Genomics and proteomics continue to deliver a wealth of information about genes and their putative proteins, but experimental functional validation remains a great challenge.
Genomics and proteomics continue to deliver a wealth of information about genes and their putative proteins, but experimental functional validation remains a significant challenge. For instance, hundreds of genes from Mycobacterium tuberculosis are predicted to encode enzymes that are involved in biosynthesis and degradation of cofactors, amino acids, carbohydrates and lipids, but very few of these have had their function revealed and validated.
In addition, several proteins encoded in the mycobacterial genome do not share any obvious homology with proteins seen in other organisms. Approximately 35 per cent of these “orphan” proteins are predicted to be essential and therefore could become potential targets for drug discovery, if their function was known.
We employ high-resolution mass spectrometry-based metabolomic methods such as activity-based metabolic profiling (ABMP) and global metabolomic profiling (GMP) to uncover substrates and products of orphan enzymes, thereby annotating their catalytic function and metabolic role. In some cases, these enzymes will indicate the existence of completely new pathways, which have escaped identification for over 100 years.

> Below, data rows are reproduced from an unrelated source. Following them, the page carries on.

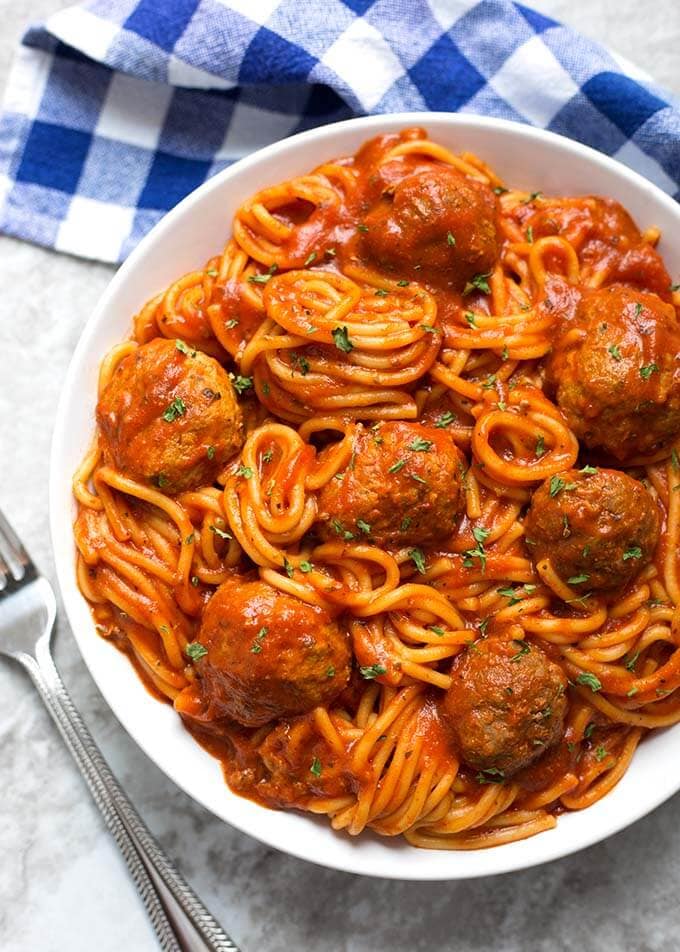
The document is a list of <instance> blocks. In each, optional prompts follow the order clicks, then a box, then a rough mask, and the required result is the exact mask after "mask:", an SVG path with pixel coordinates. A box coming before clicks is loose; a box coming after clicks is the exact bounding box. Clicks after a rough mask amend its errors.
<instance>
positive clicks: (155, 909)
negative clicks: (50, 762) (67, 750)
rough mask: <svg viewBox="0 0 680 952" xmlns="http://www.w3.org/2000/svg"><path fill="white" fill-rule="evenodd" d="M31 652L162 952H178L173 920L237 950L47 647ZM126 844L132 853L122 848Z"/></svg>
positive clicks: (29, 672)
mask: <svg viewBox="0 0 680 952" xmlns="http://www.w3.org/2000/svg"><path fill="white" fill-rule="evenodd" d="M41 649H42V650H41ZM36 654H37V664H36V662H35V661H34V662H33V665H31V666H30V667H29V666H28V665H27V667H28V669H29V673H30V675H31V678H32V680H33V681H34V683H35V685H36V687H37V688H38V690H39V691H40V694H41V696H42V697H43V700H44V701H45V703H46V705H47V707H48V710H49V712H50V714H51V715H52V717H53V718H54V720H55V721H56V723H57V726H58V728H59V730H60V732H61V734H62V736H63V737H64V740H65V741H66V743H67V745H68V747H69V749H70V750H71V753H72V754H73V756H74V758H75V759H76V761H77V763H78V766H79V767H80V769H81V772H82V773H83V776H84V777H85V780H86V781H87V784H88V786H89V788H90V791H91V792H92V795H93V797H94V799H95V802H96V803H97V805H98V806H99V808H100V810H101V812H102V815H103V817H104V820H105V822H106V824H107V826H108V827H109V829H110V830H111V832H112V833H113V835H114V837H115V839H116V842H117V843H118V845H119V847H120V848H121V851H122V853H123V856H124V858H125V860H126V862H127V864H128V868H129V869H130V872H131V874H132V876H133V879H134V880H135V883H136V884H137V886H138V889H139V892H140V895H141V896H142V900H143V901H144V904H145V906H146V908H147V911H148V913H149V916H150V918H151V922H152V924H153V926H154V929H155V930H156V934H157V935H158V939H159V942H160V945H161V948H162V949H163V950H167V952H182V950H183V949H184V944H183V943H181V942H180V940H179V939H178V937H177V933H176V931H175V929H174V927H173V921H174V922H182V921H183V920H184V921H186V922H187V923H188V924H190V928H191V929H192V930H193V931H194V932H195V933H197V935H198V936H200V939H201V940H202V944H203V946H204V948H205V949H206V950H210V952H239V950H238V947H237V946H236V945H235V944H234V943H233V942H232V940H231V939H230V938H229V936H228V935H227V934H226V933H225V932H224V930H223V929H222V928H221V926H220V925H219V923H218V922H217V920H216V919H215V918H214V917H213V916H212V915H211V913H210V912H209V911H208V909H206V907H205V906H204V905H203V903H202V902H201V900H200V899H199V898H198V896H197V895H196V894H195V893H194V891H193V889H192V888H191V887H190V886H189V884H188V883H187V882H186V881H185V880H184V878H183V877H182V876H181V875H180V873H179V872H178V871H177V870H176V869H175V867H174V866H173V864H172V863H171V862H170V860H169V859H168V857H167V856H166V855H165V853H164V852H163V850H162V849H161V847H160V845H159V844H158V842H157V841H156V840H155V838H154V837H153V835H152V834H151V833H150V831H149V830H148V828H147V827H146V825H145V823H144V821H143V820H142V818H141V817H140V816H139V814H138V813H137V811H136V810H135V808H134V807H133V805H132V803H131V802H130V800H129V799H128V797H127V796H126V794H125V793H124V792H123V790H122V788H121V787H120V785H119V783H118V781H117V780H116V778H115V777H114V775H113V773H112V772H111V769H110V768H109V765H108V764H107V762H106V761H105V760H104V757H103V756H102V754H101V752H100V750H99V748H98V747H97V745H96V743H95V741H94V739H93V737H92V735H91V734H90V732H89V730H88V729H87V727H86V726H85V723H84V722H83V720H82V718H81V716H80V714H79V713H78V711H77V709H76V707H75V705H74V704H73V701H72V700H71V697H70V695H69V694H68V691H67V690H66V687H65V686H64V683H63V681H62V680H61V677H60V676H59V672H58V671H57V669H56V667H55V664H54V661H53V660H52V656H51V654H50V653H49V649H47V648H46V646H44V643H43V644H39V645H38V650H37V652H36ZM31 661H33V659H31ZM32 668H33V670H32ZM111 814H113V815H111ZM120 826H122V832H123V833H124V836H123V837H121V836H120ZM126 841H127V842H126ZM128 844H129V847H131V849H132V853H130V849H129V848H127V847H128ZM156 878H157V879H159V880H160V881H161V882H162V883H163V885H164V886H165V887H166V889H167V891H168V893H169V894H170V895H169V896H168V899H166V900H165V901H163V900H162V899H161V896H160V895H159V892H158V889H157V886H156V883H155V882H154V879H156ZM168 900H170V901H169V902H168ZM194 947H195V946H194Z"/></svg>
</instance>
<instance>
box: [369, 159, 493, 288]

For example, we have just identified a previously unknown enzyme involved in three metabolic pathways in M. tuberculosis. Rv2498c encodes an unusual carbon-carbon bond lyase enzyme that acts on (R)-hydroxymethylglutaryl-CoA, (S)-citramalyl-CoA and (S)-malyl-CoA (Figure 1). Therefore, this new enzymatic activity is important in leucine catabolism, itaconate detoxification and core carbon metabolism in M. tuberculosis and related species.
In addition to finding new enzymatic functions and metabolic pathways, we are studying how metabolite-driven control of enzymatic activity and metabolic pathways takes place in M. tuberculosis. Allosteric regulation by small molecule ligands is a highly-efficient, evolutionary conserved regulatory mechanism that has been poorly investigated in M. tuberculosis and represents another untapped source for novel antimicrobial drug discovery.
Figure 1: Reactions catalysed by Rv2498c in M. tuberculosis. It is noteworthy that (R)-HMG-CoA (top reaction) was not thought to exist in M. tuberculosis and is the only stereoisomer found in this bacterium. The middle reaction, which leads to breakdown of (S)-citramalyl-CoA (CML-CoA), was not thought to exist in M. tuberculosis and it demonstrates for the first time that M. tuberculosis can degrade the host-derived antibacterial metabolite itaconate.